Alle Kinder werden in unserem Zentrum nach o.g. Operationsprinzip behandelt. Nach der Kasai-Operation benötigen sie eine unterschiedlich lange Nachbehandlung. Schon während des operativen Eingriffs wird mit der Gabe von Antibiotika begonnen, die auch später noch fortgestzt wird. Sie sollen verhindern, dass es zu einer Infektion der Gallenwege bzw. der Leber kommt. Zusätzlich werden Präparate zur Unterstützung des Galleflusses gegeben (Ursodeoxycholsäure) und fehlende Nährstoffe (vor allem die Vitamine A, E, K und D) werden ersetzt. Damit die Kinder optimal gedeihen, ist es wegen der Störung der Fettverdauung oft notwendig, die Nahrung mit Spezialfetten (medium chain triglycerides bzw. „MCT-Fette“) anzureichern. Einige dieser Medikamente und Ernährungsformen können später abgesetzt werden und sind nicht mehr notwendig, wenn sich der Gallefluss normalisiert, die Kinder sich gut entwickeln und kontinuierlich an Gewicht zunehmen.
Prognose
Über 90% der Patienten, bei denen die Gallengangatresie rechtzeitig entdeckt wurde (innerhalb der ersten 60 Lebenstage) und die in einem pädiatrischen Leberzentrum behandelt wurden, überleben die kommenden 10 Jahre. Etwa die Hälfte von ihnen kann dabei viele Jahre mit der eigenen Leber weiterleben, während die anderen Patienten früher oder später eine Lebertransplantation benötigen. Weil es sich bei der Gallengangatresie aber um eine Erkrankung handelt, die mit der Operation nicht zwingend geheilt wird, kann bei den Patienten der fortschreitende bindegewebige Umbau und Verhärtung (Fibrosierung) der Leber fortschreiten. Dieser Prozess verläuft individuell sehr unterschiedlich und gerade zu Beginn der Erkrankung kann man keine zuverlässige Prognose stellen.

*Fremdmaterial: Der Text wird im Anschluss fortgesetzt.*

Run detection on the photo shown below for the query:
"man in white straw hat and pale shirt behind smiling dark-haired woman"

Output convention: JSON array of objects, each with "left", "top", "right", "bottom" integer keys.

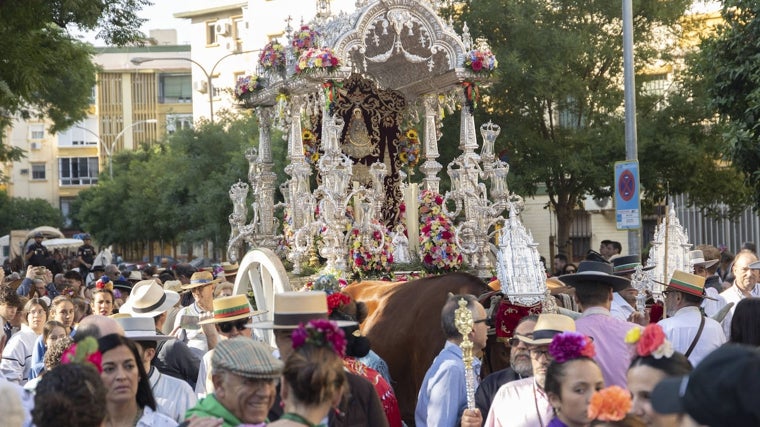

Auf der anderen Seite wissen wir heute, dass Kinder, die rechtzeitig nach Kasai operiert wurden, eine realistische Chance haben, lange mit ihrer eigenen Leber zu überleben. Als einziger verlässlicher prognostischer Marker wird der Bilirubinwert angesehen. Wenn dieser im Alter von 6 Monaten im Normbereich ist, dann sind die Chancen sehr hoch, dass der Patient ein im Wesentlichen unbeeinträchtigtes Leben mit einer sehr guten Langzeitprognose führen kann. Diese Überlebensquote hängt unter anderem von der Erfahrung des jeweiligen Zentrums ab. Heute darf man davon ausgehen, dass in den wenigen großen Kinderzentren mit hepatologischem Schwerpunkt gut 50% der Kinder mit Gallengangatresie eine mittel- und langfristig gute Chance haben, mit der eigenen Leber weiterzuleben.